The Clay Center Dispatch: Insurance Commissioner: State should be run like a business

Kansas Insurance Commissioner Ken Selzer, who is running for governor, told those at Clay Center Lions Club that the state should be ran like he has run the office of the Kansas Insurance Commissioner.

“I come in with a business background, not a politician whatsoever -- this is my first ever statewide office,” he said. “I’m businessman. My goal is to run this office as efficiently, and productively, and responsibly for our constituents as we possibly can.”

He said his business background is what makes him stand out from all of the other candidates running for governor.

The office employs about 100 people and “innovatively managed our way down” by reducing the number of employees from 126 the first year and a half Selzer was in office. That in spite of calls and complaints from consumers and workload continuing to go up.

They did that by either not filling or combining a position with another as employees retired or left for other reasons.

“Whenever a person retires or leaves a position for another job, we always make the decision, do we need to replace this job?” Selzer said. “Do we need it? Sometimes we need half the job or three-quarters of a job, or a quarter of job. When it’s part of a job, we parse it out, and when it’s a whole job, we obviously replace person.”

Kansas is one of 12 states that elect rather than appoint its insurance commissioner. The role of this office is educate and assist consumers and advocate on their behalf. The office also regulates insurance companies and licenses 23,000 insurance agents in the state and 105,000 non-resident agents, Seltzer said. They investigate allegations of insurance fraud, of which the state gets about 800 a year.  The department also has a consumer protection division.

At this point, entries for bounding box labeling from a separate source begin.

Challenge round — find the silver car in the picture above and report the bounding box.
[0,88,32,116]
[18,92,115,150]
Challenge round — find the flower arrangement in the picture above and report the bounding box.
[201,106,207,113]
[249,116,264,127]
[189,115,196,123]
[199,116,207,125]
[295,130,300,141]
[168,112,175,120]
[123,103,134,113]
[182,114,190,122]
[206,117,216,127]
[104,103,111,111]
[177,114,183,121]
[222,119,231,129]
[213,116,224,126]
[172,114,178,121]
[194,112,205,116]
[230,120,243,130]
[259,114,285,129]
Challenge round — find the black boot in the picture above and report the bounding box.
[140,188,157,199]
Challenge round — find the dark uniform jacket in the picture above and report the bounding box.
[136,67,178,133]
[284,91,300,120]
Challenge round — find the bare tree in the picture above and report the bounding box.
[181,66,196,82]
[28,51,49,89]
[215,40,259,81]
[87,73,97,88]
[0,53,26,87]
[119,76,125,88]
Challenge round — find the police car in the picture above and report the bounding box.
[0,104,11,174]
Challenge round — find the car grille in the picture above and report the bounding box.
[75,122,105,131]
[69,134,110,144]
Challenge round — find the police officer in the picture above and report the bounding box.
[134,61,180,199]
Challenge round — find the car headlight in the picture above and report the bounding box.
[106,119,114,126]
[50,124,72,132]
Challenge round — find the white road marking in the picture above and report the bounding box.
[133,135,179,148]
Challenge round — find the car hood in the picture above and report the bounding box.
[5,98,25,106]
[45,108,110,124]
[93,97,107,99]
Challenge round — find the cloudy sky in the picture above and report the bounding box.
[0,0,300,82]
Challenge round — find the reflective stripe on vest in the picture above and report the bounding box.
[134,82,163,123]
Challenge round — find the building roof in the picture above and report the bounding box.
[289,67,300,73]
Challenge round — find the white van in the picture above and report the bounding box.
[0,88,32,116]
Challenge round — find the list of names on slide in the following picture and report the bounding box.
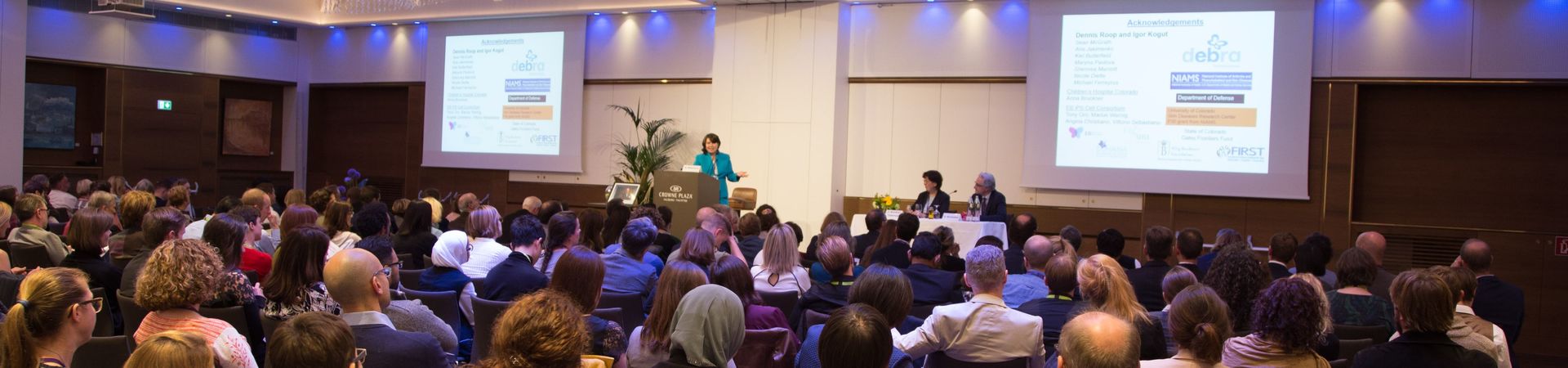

Selzer said Nerd Wallet ranked all 56 insurance departments for states, territories and the District of Columbia and ranked Kansas the second-highest insurance department in the nation after they had reduced personnel and after the department became more productive by asking employees how they could serve Kansans better, Selzer said.

“I’m just so proud of our people,” he said. “That’s been almost two years ago and (my employees) are still on a high in my office because somebody from the outside recognized that we are one of the highest ranked insurance departments in the entire country. We’re keeping that attitude going, always thinking about how we can be more responsive to the Kansas consumer.”

One way the department has served Kansans better is ensuring that consumers have more than one company to purchase health insurance from through the federal exchange on healthinsurance.gov. Selzer said. That’s important because competition always helps to improve coverage and keep prices down.

Selzer said his approach works so well that the state has folded in the Securities Commission and about 30 employees that regulate securities, with his department. The Securities Commissioner is appointed by the Insurance Commissioner rather than by the governor and the Securities Commission reports directly to Selzer. That has turned around a department that previously had nothing but negative reports.

Selzer said one of the biggest problems in state government is that too many politicians and constituents think about the political issue of the moment rather than trying to think out in front of the issues.

“I think it would make a huge, huge difference in everything we do in state government if we take that same approach that we’re trying to do in the insurance department -- just being thoughtful, trying to stay out of the political fray and just doing what’s best for Kansans,” Selzer said. “It’s worked out wonderfully in our little petri dish, if you will, of the insurance department.”